Almost null. And similarly with the message example

how likely is, are you to get up a particular configuration of noisy bits

exponentially small also. So the number of samples needed grows.

Grows exponentially with the number of observed variables.

The more variables you have you've observed, the lower the probability of

the evidence. And this is a exponential decay.

And so that means that if you observe more then a couple variables, basically

this is not a good algorithm. So to summarize algorithmically, this is

a very simple procedure. It's very easy to generate samples for a

Bayesian network and we showed how all these pieces fit together.

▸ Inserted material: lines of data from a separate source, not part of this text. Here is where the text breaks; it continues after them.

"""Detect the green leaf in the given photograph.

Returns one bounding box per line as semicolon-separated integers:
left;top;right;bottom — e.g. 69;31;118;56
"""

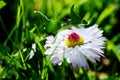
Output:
70;5;81;25
0;1;6;9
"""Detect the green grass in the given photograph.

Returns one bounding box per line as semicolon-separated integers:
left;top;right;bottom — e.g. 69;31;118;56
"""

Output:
0;0;120;80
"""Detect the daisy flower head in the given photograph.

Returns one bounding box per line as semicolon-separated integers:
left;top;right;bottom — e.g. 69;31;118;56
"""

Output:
44;24;105;69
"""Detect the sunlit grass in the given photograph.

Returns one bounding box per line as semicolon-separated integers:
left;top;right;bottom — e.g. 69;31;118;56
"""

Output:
0;0;120;80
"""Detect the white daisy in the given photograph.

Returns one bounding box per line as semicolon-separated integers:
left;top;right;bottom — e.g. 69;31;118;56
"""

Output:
44;24;105;69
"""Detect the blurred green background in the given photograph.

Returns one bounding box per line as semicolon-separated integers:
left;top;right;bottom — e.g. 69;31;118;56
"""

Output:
0;0;120;80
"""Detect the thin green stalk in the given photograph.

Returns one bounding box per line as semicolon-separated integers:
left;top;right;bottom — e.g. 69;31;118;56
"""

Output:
19;50;27;70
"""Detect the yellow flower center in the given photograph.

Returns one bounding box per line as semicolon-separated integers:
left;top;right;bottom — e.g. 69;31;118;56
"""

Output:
66;32;83;47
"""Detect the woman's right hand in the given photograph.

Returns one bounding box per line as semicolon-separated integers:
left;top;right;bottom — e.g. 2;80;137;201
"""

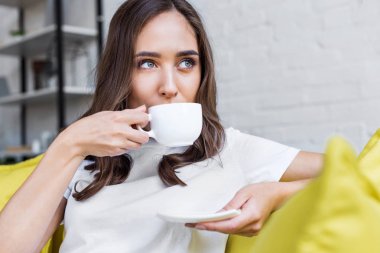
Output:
56;105;149;158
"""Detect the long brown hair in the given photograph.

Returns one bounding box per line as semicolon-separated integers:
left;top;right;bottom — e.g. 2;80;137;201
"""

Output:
73;0;225;201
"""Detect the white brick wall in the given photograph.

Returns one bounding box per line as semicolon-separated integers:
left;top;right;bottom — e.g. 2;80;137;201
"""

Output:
0;0;380;151
191;0;380;151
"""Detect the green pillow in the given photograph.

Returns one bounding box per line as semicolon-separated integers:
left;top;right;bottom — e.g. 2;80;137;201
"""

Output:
251;134;380;253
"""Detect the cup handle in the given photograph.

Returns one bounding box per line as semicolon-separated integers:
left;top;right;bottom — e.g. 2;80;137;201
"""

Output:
137;114;156;138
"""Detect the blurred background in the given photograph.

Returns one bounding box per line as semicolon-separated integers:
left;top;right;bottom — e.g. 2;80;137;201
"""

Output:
0;0;380;163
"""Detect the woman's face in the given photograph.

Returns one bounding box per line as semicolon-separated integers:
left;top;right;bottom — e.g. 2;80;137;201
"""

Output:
128;11;201;108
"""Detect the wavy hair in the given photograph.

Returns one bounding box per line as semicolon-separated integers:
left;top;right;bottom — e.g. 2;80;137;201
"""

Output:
73;0;225;201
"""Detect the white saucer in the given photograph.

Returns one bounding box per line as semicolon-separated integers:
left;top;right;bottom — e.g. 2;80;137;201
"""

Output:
157;209;241;223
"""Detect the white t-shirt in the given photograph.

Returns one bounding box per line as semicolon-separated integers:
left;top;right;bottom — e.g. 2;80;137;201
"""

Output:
60;128;299;253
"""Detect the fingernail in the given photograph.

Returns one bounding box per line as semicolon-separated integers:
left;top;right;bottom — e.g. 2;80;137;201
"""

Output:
195;225;206;230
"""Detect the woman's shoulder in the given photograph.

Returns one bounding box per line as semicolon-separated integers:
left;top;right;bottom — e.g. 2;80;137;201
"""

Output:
72;160;94;182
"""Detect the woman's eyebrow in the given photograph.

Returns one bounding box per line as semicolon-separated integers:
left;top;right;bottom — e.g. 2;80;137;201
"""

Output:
135;50;199;58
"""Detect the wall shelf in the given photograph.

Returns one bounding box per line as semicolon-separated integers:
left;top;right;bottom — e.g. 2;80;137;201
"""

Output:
0;86;94;105
0;25;97;57
0;0;39;7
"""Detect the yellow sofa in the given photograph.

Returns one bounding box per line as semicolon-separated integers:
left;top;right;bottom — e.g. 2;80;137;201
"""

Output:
0;155;250;253
0;130;380;253
0;155;64;253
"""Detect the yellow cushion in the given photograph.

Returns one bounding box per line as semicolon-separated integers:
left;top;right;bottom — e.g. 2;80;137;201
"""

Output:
225;235;257;253
251;135;380;253
0;155;63;253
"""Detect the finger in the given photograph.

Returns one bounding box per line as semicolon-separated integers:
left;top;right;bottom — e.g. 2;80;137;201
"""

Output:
220;188;249;211
122;140;141;150
191;198;258;234
119;109;149;126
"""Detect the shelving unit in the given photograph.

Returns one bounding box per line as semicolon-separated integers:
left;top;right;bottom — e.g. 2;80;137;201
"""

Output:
0;0;103;162
0;86;94;105
0;24;97;57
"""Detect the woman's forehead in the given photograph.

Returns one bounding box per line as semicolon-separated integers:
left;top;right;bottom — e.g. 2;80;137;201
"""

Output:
136;10;198;52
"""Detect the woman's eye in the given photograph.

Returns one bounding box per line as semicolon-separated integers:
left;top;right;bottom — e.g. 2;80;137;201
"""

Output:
178;59;195;69
138;60;156;69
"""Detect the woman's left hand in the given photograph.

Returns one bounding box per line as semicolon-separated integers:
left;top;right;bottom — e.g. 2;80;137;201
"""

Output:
186;181;306;236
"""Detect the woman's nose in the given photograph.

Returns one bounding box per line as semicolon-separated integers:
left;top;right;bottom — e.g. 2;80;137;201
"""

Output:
159;71;178;98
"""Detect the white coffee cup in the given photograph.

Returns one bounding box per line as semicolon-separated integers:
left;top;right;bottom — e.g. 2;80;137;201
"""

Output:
138;103;202;147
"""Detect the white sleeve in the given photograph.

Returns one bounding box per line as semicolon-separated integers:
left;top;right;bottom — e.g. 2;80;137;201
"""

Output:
60;160;93;225
63;160;93;199
227;128;300;183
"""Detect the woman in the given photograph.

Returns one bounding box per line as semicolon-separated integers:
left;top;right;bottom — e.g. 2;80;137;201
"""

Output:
0;0;322;252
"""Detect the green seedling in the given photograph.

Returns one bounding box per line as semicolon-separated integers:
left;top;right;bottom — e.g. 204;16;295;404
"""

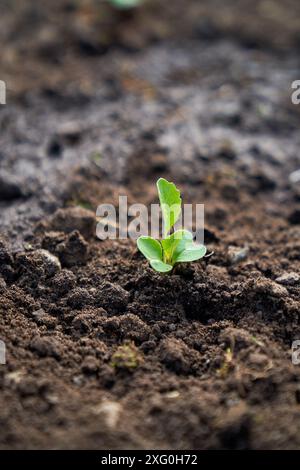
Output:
137;178;206;273
109;0;142;9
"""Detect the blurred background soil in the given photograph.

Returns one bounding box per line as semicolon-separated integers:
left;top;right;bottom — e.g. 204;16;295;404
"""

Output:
0;0;300;449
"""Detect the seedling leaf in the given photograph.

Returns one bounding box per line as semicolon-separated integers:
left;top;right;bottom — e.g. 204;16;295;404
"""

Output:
137;178;206;273
174;244;206;263
150;259;173;273
137;237;163;261
161;230;193;260
156;178;181;238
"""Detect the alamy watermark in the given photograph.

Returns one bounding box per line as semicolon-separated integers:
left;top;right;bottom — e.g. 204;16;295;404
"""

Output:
0;80;6;105
96;196;204;244
0;340;6;365
291;80;300;104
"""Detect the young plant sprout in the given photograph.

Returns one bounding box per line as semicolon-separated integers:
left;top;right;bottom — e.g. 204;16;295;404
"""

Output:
110;0;142;8
137;178;206;273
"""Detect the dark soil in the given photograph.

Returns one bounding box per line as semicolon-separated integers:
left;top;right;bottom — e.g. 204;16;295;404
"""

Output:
0;1;300;449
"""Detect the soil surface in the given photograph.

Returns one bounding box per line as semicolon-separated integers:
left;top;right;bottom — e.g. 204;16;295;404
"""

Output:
0;0;300;449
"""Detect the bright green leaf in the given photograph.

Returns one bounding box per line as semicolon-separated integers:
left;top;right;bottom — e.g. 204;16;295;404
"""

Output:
137;237;163;261
150;260;173;273
173;245;206;263
161;230;193;260
156;178;181;237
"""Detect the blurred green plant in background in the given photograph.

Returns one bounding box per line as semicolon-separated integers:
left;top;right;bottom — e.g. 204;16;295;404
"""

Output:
109;0;143;8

And once you've done that, there's really elegance and theoretically compelling

epsilon delta bounds, as we've shown before; but their usefulness,

unfortunately, is limited. The additive bounds tend to be useless

for low probability events. The multiplicative bounds.

are not good either, because the number of samples grows as a function of one

over the probability of the event that we're trying to estimate.

And all of this is completely irrelevant as soon as you have evidence.

Because as soon as you have evidence the number of required samples grows

exponentially with the number of observed variables.

Which means this is not a feasible solution for most practical settings.

And one final note that's worth highlighting.

This is the only case in, I think this, the entire section on inference, where I

talked about bayesian networks specifically.

And that is because, forward sampling, unlike any of the other inference

algorithms that we are going to talk about, is just not feasible for markup

networks. Because there's no, you know, there's no

notion of starting at the root. There is no root.

There is no, sort of Any variable that you would naturally

start within whose probably you actually know.

and so we don't apply forward sampling to Markov networks.